Can Everton sustain dramatic early season attacking improvement

The summer signings at the Blues have proved to be the key reason for the major improvement in the club's attacking football, as the Toffees won three in a row before the current international break.
Wolverhampton Wanderers v Everton - Premier League
Wolverhampton Wanderers v Everton - Premier League | Michael Steele/GettyImages

When Everton announced that Jack Grealish was joining on a season-long loan from Manchester City, it marked confirmation of a step change in the club's transfer ambitions and activity.

It was impossible to imagine just a year ago the Blues being able to bring in a player of the former Aston Villa and England international's talent and accomplishments.

At that time, the Toffees had once again only just avoided relegation from the Premier League and were playing a brand of very basic, direct long-ball football that would certainly not attract players of Grealish's calibre.

Fast forward twelve months, and Everton have a manager in David Moyes who has returned and already re-shaped the team's tactics. Meanwhile, the club, under new owners, has just completed the most ambitious and successful transfer window in its recent history.

As well as the headline-grabbing deal for Grealish, the Blues have brought in several other players, such as Kiernan Dewsbury-Hall and Tyler Dibling, who represent a real step up in attacking potential.

Dewsbury-Hall was arguably the Toffees' best performer in the last win at Wolves and scored a superb goal running onto a cute lifted pass from Grealish and smashing it home with his favoured left peg.

That goal was a textbook example of the sort of fluid, integrated attacking football with interchanging player formations that would have been unthinkable twelve months ago.
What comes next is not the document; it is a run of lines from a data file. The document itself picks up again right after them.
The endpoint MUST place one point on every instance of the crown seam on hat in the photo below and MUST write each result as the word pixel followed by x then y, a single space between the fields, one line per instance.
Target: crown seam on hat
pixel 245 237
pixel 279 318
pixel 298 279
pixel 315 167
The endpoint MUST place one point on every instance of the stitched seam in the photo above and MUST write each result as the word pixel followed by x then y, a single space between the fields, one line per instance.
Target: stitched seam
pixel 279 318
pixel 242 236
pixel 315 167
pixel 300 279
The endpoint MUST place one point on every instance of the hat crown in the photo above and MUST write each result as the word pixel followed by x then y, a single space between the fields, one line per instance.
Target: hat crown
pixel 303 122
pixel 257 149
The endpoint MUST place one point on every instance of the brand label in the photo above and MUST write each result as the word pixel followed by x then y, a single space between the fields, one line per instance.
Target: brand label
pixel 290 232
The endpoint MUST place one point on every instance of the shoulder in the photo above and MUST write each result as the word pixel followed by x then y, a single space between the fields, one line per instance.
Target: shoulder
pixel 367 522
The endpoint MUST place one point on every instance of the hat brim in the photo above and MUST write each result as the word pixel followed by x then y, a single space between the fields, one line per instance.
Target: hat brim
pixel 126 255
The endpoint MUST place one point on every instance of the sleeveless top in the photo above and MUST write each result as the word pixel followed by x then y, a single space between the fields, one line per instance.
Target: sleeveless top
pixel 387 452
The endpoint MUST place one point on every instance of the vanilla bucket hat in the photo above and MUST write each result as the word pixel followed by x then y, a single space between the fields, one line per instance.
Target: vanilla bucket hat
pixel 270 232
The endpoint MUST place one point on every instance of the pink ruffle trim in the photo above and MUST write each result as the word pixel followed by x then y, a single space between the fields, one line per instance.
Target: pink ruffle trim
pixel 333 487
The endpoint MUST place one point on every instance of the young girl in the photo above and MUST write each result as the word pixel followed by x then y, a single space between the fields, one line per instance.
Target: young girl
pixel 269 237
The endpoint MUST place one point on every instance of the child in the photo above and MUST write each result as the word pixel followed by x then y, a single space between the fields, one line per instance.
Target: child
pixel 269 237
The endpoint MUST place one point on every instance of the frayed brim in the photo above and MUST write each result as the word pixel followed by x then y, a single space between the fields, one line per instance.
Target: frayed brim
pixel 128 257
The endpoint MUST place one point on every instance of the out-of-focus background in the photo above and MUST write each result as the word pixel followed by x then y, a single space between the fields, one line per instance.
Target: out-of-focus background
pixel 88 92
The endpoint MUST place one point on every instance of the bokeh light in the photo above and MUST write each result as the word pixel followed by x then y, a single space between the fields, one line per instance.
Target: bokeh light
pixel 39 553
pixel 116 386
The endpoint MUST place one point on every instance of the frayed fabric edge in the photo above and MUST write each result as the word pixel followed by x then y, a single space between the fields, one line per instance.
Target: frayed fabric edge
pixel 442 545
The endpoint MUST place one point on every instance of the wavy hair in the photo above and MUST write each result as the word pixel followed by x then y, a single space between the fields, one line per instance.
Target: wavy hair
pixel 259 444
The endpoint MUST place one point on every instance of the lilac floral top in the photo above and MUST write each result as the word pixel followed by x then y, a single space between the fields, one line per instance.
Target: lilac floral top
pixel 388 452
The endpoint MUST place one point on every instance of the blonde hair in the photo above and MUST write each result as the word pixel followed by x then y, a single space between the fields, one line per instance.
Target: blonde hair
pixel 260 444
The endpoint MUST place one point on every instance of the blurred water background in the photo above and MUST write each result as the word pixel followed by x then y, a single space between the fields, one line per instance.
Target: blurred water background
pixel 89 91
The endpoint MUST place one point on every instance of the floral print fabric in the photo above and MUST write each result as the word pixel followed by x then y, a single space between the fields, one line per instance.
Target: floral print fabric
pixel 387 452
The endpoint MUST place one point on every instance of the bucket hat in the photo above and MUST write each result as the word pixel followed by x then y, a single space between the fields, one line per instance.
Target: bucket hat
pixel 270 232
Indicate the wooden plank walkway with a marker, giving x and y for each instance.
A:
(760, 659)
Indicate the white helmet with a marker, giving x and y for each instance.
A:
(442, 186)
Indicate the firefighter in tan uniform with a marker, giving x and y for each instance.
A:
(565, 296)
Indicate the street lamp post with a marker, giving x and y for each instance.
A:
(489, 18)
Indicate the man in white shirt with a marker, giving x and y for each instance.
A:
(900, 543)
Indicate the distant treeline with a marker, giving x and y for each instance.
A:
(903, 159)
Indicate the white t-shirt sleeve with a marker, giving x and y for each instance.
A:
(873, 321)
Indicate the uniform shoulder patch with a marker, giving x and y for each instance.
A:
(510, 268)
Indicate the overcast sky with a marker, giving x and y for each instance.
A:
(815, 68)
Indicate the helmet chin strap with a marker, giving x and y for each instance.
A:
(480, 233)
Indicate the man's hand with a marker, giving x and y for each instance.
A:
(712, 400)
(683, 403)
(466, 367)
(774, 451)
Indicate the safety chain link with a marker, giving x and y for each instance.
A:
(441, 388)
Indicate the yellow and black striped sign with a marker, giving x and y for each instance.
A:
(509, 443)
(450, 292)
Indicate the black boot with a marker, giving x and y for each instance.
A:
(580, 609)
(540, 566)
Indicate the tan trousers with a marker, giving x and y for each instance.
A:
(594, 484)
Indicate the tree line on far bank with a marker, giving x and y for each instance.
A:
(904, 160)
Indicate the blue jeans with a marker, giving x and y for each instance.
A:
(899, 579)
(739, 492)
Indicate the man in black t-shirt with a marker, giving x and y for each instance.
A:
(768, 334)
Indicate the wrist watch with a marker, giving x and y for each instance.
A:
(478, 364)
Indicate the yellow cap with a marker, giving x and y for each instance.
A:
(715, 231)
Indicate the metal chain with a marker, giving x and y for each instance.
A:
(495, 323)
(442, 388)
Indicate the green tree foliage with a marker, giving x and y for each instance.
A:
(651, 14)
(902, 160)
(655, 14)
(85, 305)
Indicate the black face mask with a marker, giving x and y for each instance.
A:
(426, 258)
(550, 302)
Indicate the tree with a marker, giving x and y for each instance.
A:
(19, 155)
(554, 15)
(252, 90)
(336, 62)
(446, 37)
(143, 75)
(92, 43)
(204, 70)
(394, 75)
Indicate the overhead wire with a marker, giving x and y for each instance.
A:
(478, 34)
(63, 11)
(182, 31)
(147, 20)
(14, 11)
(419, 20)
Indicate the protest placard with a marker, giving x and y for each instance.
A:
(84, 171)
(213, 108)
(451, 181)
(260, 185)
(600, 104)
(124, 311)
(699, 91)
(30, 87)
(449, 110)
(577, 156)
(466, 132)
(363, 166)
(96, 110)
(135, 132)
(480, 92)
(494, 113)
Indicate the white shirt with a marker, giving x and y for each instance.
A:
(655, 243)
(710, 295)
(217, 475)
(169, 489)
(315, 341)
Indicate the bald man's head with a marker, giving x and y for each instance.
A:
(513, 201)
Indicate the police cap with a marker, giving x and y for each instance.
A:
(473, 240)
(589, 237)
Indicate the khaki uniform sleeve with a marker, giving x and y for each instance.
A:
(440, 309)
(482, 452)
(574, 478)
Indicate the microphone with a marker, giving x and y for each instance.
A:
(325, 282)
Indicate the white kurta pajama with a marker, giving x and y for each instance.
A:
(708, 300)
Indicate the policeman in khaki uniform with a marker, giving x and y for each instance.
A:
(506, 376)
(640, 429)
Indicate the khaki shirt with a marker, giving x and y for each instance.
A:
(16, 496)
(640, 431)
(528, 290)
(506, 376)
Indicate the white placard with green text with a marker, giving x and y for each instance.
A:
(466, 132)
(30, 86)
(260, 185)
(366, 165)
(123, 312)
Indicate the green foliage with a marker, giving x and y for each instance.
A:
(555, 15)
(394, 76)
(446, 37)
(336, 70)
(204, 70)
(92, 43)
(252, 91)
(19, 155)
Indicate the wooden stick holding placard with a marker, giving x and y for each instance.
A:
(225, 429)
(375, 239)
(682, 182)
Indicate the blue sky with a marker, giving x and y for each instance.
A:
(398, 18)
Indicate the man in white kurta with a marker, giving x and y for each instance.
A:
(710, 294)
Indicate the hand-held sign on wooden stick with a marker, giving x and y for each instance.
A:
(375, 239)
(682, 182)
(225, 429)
As predicted, since moving to Merseyside, Grealish has been playing in a role that seems much more similar to how he performed at Aston Villa when his career began and before his move to Manchester City.

It is not just his direct contribution that has reshaped the Blues' football; it is also the wider, indirect impact of his presence in the team.

Grealish has the ability to draw opponents to him and then beat them as well as hold onto the ball superbly, using his technical ability, close control, and strength before threading a defence-splitting pass through to a team-mate.

All of these qualities make him, at his best, one of the most dangerous forwards in the Premier League. Stopping him is a very difficult challenge, and the inevitable focus on Grealish has given other Everton players much more freedom and opportunity to excel.

Along with new signing Dewsbury-Hall, another player reveling in the space and chances being created by his new team-mate, is Illman Ndiaye.

Ndiaye was the Toffees' best attacking player last season, largely operating as an orthodox left winger and scoring eleven times, and he attracted interest from other clubs late on in the summer window.

But he is now enjoying a much greater degree of freedom, now largely starting on the right, and is repaying that with two goals already in the Premier League.

If he carries on like this, he will easily surpass his tally from the last campaign and could become the top-level goal-scorer that Everton have been seeking for years.

Having said all this, it is still very early days for this new-look Blues team and there is certainly a long way to go in the Premier League season.

The final analysis will, of course, be decided by the outcome of this campaign, and only then will we know how fully these changes have consistently transformed the club.